Приключения Оги Марча - Сол Беллоу
Шрифт:
Интервал:
Закладка:
Идеи буквально одолевали его. Разве от них укроешься! Все мы поставлены перед фактом, и трудность у нас одна, а именно — обилие вещей, требующих осмысления и знаний. К совершенству его толкает исключительно чувство долга. Я подозревал, что, прикрываясь долгом, он желает утаить свой болезненный, непомерный азарт, который то и дело вырывался на волю.

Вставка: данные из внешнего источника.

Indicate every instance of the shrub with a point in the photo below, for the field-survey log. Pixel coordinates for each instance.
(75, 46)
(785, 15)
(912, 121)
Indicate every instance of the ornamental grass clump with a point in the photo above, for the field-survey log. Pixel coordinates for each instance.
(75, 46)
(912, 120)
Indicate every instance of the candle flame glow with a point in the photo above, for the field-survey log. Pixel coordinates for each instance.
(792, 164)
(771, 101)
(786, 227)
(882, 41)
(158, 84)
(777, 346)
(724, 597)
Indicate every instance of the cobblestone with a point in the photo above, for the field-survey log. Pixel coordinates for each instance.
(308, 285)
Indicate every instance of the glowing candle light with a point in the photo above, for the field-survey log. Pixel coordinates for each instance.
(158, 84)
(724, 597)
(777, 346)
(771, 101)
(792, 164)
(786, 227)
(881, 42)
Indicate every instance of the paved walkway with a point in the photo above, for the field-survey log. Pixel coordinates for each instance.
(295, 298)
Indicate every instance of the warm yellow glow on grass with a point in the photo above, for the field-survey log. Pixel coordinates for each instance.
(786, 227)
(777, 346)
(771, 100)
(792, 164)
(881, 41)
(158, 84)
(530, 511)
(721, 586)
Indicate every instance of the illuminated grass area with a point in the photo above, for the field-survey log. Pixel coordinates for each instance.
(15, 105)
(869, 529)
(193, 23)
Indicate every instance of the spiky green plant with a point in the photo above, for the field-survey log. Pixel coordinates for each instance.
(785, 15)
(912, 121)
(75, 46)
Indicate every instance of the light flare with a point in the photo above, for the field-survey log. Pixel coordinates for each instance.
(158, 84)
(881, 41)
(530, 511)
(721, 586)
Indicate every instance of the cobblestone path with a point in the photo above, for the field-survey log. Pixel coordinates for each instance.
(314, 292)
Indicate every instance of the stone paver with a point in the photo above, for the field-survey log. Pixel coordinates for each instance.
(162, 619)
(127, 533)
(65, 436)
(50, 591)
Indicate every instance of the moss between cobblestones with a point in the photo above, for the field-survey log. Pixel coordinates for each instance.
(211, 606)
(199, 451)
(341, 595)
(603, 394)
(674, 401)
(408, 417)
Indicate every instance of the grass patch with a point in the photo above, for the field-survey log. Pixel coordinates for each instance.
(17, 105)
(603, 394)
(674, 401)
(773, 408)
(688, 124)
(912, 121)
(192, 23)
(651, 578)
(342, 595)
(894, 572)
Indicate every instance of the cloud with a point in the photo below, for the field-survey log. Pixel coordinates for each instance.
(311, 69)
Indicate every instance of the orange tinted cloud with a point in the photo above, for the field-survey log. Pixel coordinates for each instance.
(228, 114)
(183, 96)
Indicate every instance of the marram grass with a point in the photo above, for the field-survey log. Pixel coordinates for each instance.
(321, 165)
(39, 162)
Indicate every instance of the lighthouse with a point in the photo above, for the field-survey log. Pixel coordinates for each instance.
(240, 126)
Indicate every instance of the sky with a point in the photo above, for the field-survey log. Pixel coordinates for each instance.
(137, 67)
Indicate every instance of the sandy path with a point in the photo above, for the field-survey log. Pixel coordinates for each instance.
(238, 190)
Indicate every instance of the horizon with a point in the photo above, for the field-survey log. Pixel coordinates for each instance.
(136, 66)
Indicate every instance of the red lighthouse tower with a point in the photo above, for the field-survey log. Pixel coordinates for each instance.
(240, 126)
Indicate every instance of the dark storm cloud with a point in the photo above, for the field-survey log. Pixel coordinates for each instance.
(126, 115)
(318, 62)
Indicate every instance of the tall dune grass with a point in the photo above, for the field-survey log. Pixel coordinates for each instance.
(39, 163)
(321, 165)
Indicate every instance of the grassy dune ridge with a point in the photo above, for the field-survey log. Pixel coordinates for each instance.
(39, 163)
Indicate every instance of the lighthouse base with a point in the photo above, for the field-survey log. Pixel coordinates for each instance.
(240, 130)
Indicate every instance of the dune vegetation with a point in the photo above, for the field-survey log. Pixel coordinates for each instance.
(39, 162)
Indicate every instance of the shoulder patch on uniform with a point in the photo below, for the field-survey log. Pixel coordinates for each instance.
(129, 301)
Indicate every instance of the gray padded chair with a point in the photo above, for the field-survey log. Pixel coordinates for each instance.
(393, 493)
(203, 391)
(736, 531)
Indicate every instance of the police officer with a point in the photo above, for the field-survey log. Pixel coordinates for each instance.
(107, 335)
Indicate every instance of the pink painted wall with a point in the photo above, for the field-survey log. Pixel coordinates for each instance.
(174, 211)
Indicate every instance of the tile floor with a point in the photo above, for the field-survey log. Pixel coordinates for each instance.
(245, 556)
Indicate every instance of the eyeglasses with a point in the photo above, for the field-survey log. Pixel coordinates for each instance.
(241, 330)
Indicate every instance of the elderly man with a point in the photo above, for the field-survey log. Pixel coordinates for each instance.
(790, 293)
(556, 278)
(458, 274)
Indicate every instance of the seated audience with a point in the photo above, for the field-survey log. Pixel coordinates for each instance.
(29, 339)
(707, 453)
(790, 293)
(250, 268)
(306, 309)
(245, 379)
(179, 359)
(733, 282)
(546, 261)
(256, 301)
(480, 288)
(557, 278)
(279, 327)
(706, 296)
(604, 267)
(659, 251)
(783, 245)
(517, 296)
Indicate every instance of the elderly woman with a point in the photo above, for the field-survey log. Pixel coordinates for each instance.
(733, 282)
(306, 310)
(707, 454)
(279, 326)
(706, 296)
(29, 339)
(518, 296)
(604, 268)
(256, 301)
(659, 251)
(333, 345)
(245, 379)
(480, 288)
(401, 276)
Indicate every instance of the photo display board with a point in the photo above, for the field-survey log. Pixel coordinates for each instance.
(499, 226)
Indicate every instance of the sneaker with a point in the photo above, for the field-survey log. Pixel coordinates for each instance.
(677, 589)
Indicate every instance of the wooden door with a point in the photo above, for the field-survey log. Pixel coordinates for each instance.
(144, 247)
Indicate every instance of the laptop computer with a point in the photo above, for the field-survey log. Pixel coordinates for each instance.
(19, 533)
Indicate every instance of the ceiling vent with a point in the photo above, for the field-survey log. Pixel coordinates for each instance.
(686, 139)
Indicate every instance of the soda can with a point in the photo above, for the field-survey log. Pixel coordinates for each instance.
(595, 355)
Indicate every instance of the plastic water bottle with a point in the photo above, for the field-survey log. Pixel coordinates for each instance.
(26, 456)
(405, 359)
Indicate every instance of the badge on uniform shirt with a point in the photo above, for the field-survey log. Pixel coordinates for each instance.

Свою книгу, продолжал Робин, он собирается назвать «Сквозь игольное ушко». Ибо богачу совершенно недоступна духовность до тех пор, пока он не отринет от себя свое богатство. Но в наши дни беда бездуховности грозит отнюдь не только богатым. В ближайшем будущем новые технологии создадут изобилие и каждый получит вдоволь всего, что ему нужно. Неравенство останется, но голод и нужда отступят, исчезнут с лица земли. Каждый утолит свой голод. Ну утолит, а что потом? Очертания будущего рая, царства свободы, изобилия и всеобщей любви уже, кажется, маячат впереди — вот она, мечта Великой французской революции! Но мечта не воплотится, пройдет стороной. Французы были слишком большими оптимистами, поверив, будто дряхлая цивилизация, рухнув, освободит путь к новой, счастливой жизни, к раю на земле. Все не так просто! Мы стоим на пороге величайшего в истории краха. И это не война, нет.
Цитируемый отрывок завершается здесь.